Alton & Pacific Railroad

Overview
- Headquarters: Alton, California
- Dates of operation: 1969–1989

Technical
- Track gauge: 2 ft (610 mm)
- Length: 3/4 mile

= Alton & Pacific Railroad =

Defunct railroad in California

The Alton & Pacific Railroad was gauge tourist railroad at Alton, California, that ran from 1969 until 1989.

== History ==
In 1966, Frank Bayliss purchased the site of a burned out lumber mill near Alton. He spent three years clearing the site and laying narrow gauge track. The railroad included a roundhouse, a turntable and a water tank.

In 1968, Bayliss acquired a 1935 Orenstein & Koppel steam locomotive. It had been taken to the US from Germany after World War II. He made some cosmetic changes to the locomotive and added a home-built tender.

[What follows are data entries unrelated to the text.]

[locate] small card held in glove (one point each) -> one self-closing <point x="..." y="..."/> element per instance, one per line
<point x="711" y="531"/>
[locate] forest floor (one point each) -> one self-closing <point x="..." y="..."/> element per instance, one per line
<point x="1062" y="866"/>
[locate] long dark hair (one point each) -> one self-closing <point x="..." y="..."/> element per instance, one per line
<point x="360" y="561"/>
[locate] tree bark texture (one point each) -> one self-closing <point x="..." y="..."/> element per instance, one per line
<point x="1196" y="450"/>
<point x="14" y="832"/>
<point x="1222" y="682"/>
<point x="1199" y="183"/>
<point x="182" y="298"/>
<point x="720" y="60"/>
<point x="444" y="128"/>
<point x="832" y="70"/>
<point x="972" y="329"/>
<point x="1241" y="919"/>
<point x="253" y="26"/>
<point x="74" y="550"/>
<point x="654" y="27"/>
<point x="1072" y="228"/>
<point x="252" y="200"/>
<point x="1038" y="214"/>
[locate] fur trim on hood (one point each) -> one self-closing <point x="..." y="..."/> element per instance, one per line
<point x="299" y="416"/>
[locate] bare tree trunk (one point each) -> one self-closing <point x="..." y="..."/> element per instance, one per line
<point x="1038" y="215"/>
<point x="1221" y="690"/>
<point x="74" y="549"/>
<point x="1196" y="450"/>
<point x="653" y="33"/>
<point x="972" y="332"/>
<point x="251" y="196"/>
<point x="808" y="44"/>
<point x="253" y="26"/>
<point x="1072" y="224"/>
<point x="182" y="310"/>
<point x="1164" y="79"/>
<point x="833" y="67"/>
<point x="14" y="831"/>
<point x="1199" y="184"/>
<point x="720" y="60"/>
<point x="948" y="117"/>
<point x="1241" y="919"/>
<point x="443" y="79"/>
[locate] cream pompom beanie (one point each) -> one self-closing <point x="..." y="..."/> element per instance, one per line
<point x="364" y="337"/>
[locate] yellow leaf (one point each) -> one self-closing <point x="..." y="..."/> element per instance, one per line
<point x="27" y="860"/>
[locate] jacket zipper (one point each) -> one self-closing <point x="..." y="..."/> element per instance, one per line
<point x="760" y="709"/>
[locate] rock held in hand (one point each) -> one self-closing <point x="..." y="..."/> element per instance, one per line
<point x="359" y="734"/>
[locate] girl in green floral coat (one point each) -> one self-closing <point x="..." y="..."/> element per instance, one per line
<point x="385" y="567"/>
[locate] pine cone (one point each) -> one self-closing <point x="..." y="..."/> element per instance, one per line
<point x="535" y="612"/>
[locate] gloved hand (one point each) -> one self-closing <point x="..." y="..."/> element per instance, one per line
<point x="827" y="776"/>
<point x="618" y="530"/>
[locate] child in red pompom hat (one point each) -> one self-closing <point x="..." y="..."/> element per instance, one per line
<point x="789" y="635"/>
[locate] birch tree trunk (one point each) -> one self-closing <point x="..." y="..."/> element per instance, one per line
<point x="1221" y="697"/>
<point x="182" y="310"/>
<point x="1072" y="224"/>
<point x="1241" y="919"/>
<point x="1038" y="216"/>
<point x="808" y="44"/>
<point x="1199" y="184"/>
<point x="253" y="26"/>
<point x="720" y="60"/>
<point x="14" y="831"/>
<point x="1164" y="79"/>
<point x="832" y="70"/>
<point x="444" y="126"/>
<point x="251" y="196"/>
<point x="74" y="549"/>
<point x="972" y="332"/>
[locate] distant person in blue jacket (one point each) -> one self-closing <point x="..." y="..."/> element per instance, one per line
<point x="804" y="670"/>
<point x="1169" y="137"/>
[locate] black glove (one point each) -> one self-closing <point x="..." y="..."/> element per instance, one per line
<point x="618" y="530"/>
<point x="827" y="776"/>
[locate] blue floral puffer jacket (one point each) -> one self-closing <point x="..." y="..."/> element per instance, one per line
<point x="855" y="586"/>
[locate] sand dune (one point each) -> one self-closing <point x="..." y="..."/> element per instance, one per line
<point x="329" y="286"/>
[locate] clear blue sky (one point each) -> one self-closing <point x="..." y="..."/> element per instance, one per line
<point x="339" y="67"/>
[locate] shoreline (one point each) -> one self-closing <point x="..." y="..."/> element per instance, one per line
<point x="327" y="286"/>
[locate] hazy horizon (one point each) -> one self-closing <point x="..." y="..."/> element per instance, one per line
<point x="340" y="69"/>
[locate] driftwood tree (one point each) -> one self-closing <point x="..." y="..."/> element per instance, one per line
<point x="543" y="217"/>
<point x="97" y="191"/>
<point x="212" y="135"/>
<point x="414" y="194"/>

The railroad opened on 4 July 1969.

After the railroad shut down in 1989, Bayliss sold the railroad to an entrepreneur who planned to use the equipment at an island resort he wanted to create in the South Pacific. In 2007, Peter Nott acquired the two locomotives for the Bitter Creek Western Railroad. They then moved to his private Norgrove Railway in Arroyo Grande CA.

== Rolling stock ==

| Number | Builder | Type | Works number | Date | Notes |
|---|---|---|---|---|---|
| 5 | Orenstein & Koppel | 0-4-0T | 12676 | 1935 | Fired on local wood |
|  | Fowler | 0-6-0T | 9460 | 1903 | Built for Colonial Sugar Refining Co, Lautoka Fiji. This locomotive was apparently never operated on the A&P |
|  | Plymouth | 8-ton diesel |  |  | Acquired in 1972 from a clay pit in Lincoln, Nebraska |

Bayliss built two yellow 4 wheel passenger cars: an observation car and a combine. There were also a couple of flat cars.